What a horrible animation. Although, to be fair, the animation is intended to illustrate the four IC cycles, not the exact linkage motion. Here’s a better animation for motion analysis.
While I don’t disagree with anything else in your post, the maximum force from inertial load of the piston occurs near the top and bottom of the stroke. Velocities are maximum near the mid-stroke; accelerations (and inertial forces) are near zero at the mid-stroke and maximum near the ends.
I wonder why the Wankel hasn’t been adapted for small, 1 or 2-cylinder engines, like power mowers or even motorcycles. Could it be that compared to a garden-variety Briggs & Stratton lawn mower engine, it’s not as reliable or cheap? It would be smoother and perhaps quieter, wouldn’t it? How about smaller and lighter?
The B&S engine is extremely simple. It doesn’t even have overhead valves. I would not expect a small Wankel to be either as cheap to build or as reliable to run under the low or no maintenance conditions that most mowers see.
Can a Wankel be air cooled efficiently?
>I wonder why the Wankel hasn’t been adapted for small, 1 or 2-cylinder engines, like power mowers or even motorcycles.
Perhaps it’s the issue someone brought up earlier about having too much surface area per volume for the combustion chamber, causing excessive heat loss from the gasses to the walls and therefore lowering efficiency. This situation gets worse as the engine is scaled down in size.
There’s one for model airplanes. O. S. Engines 49-PI Type II 0.30 cu in Wankel. From what I see on model aircraft boards, it also runs hot and gets poor fuel economy. Otherwise, it sounds great!
>Perhaps your engines work differently from this Otto cycle animation.
That animation is all kinds of wrong at the limits.
In drafting class as a project, we fully modeled a 6 cylinder piston scheme from the camshaft up to the valves.
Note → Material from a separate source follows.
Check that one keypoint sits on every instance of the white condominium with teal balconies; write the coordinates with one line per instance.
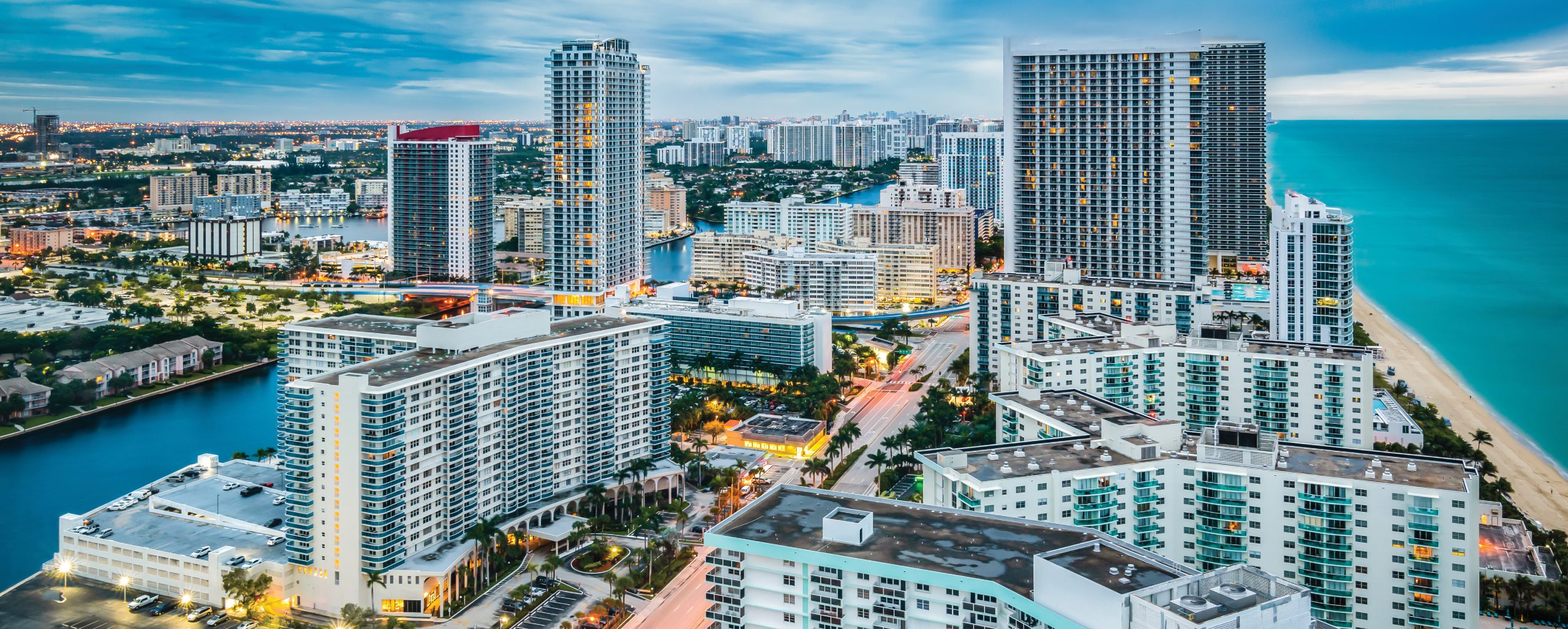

We did plots and traces, and animations, and the pistons definitely do not slam to a stop. Assuming that there is no slop in your bearings or linkages, the travel is continuous and approximates a sinusoid (and is exactly a superposition of sinusoids).
That is so cool. I checked the site for other engines and they have an inline four and a flat four that look like aircraft engines. the flat four gets 4.1 hp per 4.9 lbs.
That’s a perfect application because you’re not carrying a lot of fuel so economy is not an issue (said the guy who swapped an O-320 into a Piper Colt).
I thought the main weakness of the Wankel engine was NSU themselves, who didn’t engineer it very well and ruined themselves with warranty obligations AFAIK.